Stop pseolint from auditing your site

pseolint lets anyone audit any public URL. That's the OSS-first product. If your site is being audited and you want it to stop, you have two paths — one you control directly, one we control on request.

Self-serve: robots.txt opt-out

Our crawler honours robots.txt (Disallow paths AND Crawl-delay) and identifies itself with the user-agent token pseolint. Add these two lines to https://yourdomain.example/robots.txt and the next audit attempt will fetch zero pages from your site:

User-agent: pseolint
Disallow: /

The full UA string we send is Mozilla/5.0 (compatible; pseolint/0.7.4; +https://pseolint.dev/bot). You can also block at your CDN/WAF by matching that token.

Server-side: blocklist by request

If you can't edit robots.txt (third-party host, no access, etc.) or you want a hard block at our edge, email abuse@pseolint.dev and we'll add the domain to our host blocklist. After that, any audit request for your domain returns a 403 before we touch the network.

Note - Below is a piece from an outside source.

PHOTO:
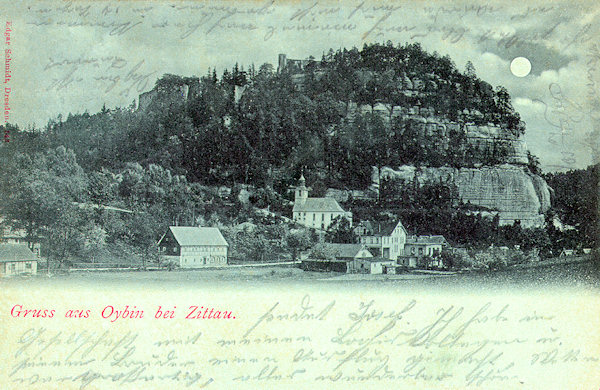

We need to verify ownership before adding the block (otherwise this becomes its own harassment vector). One of:

  • DNS TXT record we'll give you in the reply (e.g. pseolint-abuse=<token>)
  • An email reply from an address on the affected domain
  • Public WHOIS contact match

What we already do to limit damage

  • Per-host hourly cap of 30 fresh audits (across all users)
  • Per-user daily cap of 15 audits against any single host (Pro) / 3 (free) / 1 (anon)
  • Per-anon-IP daily cap of 1 audit against any single host
  • 1-hour URL-level dedup — repeat audits return cached results, no re-crawl
  • Honour robots.txt, Crawl-delay, and Retry-After
  • Max 5 parallel fetches per audit, 50 MB per audit, 200 pages per audit
  • SSRF guard rejects private/internal addresses

Full operational details at /limits.

What abuse reports cover

Abuse reports via this page cover one scenario: a domain owner who does not want pseolint crawling their site. Reports are not a channel for contesting audit findings, requesting score adjustments, or flagging competitor misuse. Once a domain is blocklisted, all future audit requests for that domain return a 403 before pseolint touches the network — the block applies to every user and every plan, including Pro. Blocklist additions are permanent unless the domain owner requests removal. Ownership verification is required in both directions (add and remove) to prevent the blocklist from becoming a suppression or harassment vector itself. Typical turnaround after a verified email is one business day.

Other concerns

Bug reports, security issues, or anything that doesn't fit above: hello@pseolint.dev. For security issues affecting users of the hosted product, please use a subject line starting with [security] so we can triage faster.

A concrete case

The owner of Caldecott Stoneworks emailed from the domain's verified DNS contact asking that pseolint stop crawling caldecott-stoneworks.example after a staging migration left half the catalog returning placeholder pages. The blocklist entry was added within one business day; every subsequent audit of that host returned a 403 before any fetch, for every plan including Pro. A follow-up request seven weeks later, re-verified from the same TXT record, lifted the block cleanly. No audit bodies, thumbnails, or derived scores were retained for the domain while it was blocked.